Amédée Lynen
(Saint-Josse-ten-Noode 1852 - Bruxelles 1938)
Éclaircie
Aquarelle, crayon et fusain sur papier
Signature et date en bas vers la gauche : Am. Lynen 1922
1922
398 x 557 mm
Œuvres
Biographie
J’ose dire que je suis content de ce que je fais ; mon art m’amuse, il est peut-être feuilletonesque, cela m’est égal.
Peintre, graveur, dessinateur, illustrateur et aquarelliste belge, Amédée-Ernest Lynen nait le 30 juin 1852 à Saint-Josse-ten-Noode.
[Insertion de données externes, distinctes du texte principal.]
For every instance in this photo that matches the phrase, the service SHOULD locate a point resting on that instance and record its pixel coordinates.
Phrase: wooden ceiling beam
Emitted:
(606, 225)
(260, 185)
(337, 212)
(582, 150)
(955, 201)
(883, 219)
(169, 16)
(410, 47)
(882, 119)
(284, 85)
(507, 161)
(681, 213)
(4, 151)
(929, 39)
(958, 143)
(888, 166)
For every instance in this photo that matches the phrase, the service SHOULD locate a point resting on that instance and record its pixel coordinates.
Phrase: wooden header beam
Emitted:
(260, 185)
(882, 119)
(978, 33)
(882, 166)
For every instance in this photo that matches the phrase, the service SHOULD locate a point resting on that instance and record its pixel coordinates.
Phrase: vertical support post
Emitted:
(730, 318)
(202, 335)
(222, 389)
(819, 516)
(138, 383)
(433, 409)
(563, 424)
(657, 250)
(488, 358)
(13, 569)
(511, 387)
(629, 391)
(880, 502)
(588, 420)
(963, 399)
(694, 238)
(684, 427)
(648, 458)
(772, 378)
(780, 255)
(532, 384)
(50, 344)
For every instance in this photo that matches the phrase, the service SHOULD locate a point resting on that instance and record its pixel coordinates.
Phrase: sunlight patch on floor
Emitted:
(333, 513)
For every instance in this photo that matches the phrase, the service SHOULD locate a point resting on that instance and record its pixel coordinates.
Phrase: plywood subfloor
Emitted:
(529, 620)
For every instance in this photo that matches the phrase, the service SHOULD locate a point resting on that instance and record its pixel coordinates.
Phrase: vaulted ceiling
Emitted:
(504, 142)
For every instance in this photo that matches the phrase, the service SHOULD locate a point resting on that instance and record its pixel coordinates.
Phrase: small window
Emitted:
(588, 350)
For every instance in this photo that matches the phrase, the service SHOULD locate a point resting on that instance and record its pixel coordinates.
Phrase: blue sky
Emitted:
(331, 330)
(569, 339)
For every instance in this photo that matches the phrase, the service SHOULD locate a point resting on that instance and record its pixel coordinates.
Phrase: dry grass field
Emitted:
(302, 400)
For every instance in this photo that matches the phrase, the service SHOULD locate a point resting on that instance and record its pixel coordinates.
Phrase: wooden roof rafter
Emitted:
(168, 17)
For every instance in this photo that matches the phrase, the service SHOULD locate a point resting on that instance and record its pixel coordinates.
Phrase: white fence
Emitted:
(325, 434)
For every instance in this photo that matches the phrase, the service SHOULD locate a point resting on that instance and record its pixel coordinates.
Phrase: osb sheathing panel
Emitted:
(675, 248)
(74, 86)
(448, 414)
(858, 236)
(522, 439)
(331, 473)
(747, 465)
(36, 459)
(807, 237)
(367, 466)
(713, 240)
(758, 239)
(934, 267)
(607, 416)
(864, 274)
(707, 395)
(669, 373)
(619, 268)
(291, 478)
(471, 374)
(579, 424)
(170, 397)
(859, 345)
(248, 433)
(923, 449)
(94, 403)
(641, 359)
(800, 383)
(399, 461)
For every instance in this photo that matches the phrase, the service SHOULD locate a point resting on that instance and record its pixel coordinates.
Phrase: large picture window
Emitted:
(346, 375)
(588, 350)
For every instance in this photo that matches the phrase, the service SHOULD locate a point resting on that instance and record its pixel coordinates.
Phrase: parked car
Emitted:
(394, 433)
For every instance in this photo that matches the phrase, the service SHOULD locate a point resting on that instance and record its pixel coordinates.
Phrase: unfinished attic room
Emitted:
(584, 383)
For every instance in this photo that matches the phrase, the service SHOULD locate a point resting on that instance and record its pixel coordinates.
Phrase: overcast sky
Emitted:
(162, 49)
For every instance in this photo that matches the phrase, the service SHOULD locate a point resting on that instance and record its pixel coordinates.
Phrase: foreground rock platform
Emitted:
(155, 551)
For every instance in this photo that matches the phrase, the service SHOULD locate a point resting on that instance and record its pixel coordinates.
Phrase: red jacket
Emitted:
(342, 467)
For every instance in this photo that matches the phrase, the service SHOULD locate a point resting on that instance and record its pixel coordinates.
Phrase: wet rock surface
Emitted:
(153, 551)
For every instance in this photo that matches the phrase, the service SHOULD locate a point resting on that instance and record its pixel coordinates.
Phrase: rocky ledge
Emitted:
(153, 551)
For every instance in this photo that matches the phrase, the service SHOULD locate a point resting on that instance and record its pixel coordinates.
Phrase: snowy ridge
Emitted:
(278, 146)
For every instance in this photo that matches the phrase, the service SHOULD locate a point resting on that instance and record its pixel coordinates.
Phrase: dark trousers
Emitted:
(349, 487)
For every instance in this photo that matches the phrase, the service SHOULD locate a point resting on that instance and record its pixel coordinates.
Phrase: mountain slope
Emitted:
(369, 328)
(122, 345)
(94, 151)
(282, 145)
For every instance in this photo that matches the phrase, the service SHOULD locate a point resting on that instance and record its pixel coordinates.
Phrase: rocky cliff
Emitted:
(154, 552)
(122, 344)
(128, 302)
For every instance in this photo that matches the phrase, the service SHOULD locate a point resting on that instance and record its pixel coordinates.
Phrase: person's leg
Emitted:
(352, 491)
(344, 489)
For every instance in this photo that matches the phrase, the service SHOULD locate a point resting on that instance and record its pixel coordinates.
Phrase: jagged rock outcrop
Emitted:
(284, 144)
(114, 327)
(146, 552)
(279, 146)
Très jeune, ses parents Lisa Gilson et Arnold Lynen disparaissent. Son père était correcteur à l’Émancipation, professeur de grec et de hollandais, chroniqueur théâtral au Vert-Vert. Amédée, ses deux frères et sa sœur se mettent alors à travailler pour subvenir à leurs besoins. Il est tour à tour apprenti-typographe, graveur sur pierre, peintre d’enseignes, décorateur de bâtiments, et depuis 1880, illustrateur, aquarelliste et affichiste. A cette époque, il n’a pas suffisamment d’argent pour payer les trois cent francs pour suivre sa vocation de mariniste. Il suit alors des cours à l'Académie royale des Beaux-Arts de Bruxelles chez Paul Lauters et Joseph Stallaert. En 1880, il co-fonde le cercle L'Essor. Il devient également membre du groupe Pour l'Art et de la Société Royale Belge des Aquarellistes. L’œuvre de Lynen est pleine de pittoresque, de verve et d’humour. Dans son travail, il marque sa préférence pour les petits coins bruxellois pleins de charme et qui amusent par leur aspect original et populaire, en particulier les Marolles. Il représente ainsi la vie quotidienne à Bruxelles du début du 20e siècle en incarnant joyeusement son terroir dans ses qualités foncières. Il peint des tableaux de genre, mais il est surtout actif comme graveur et illustrateur. Il a pour le livre une prédilection marquée.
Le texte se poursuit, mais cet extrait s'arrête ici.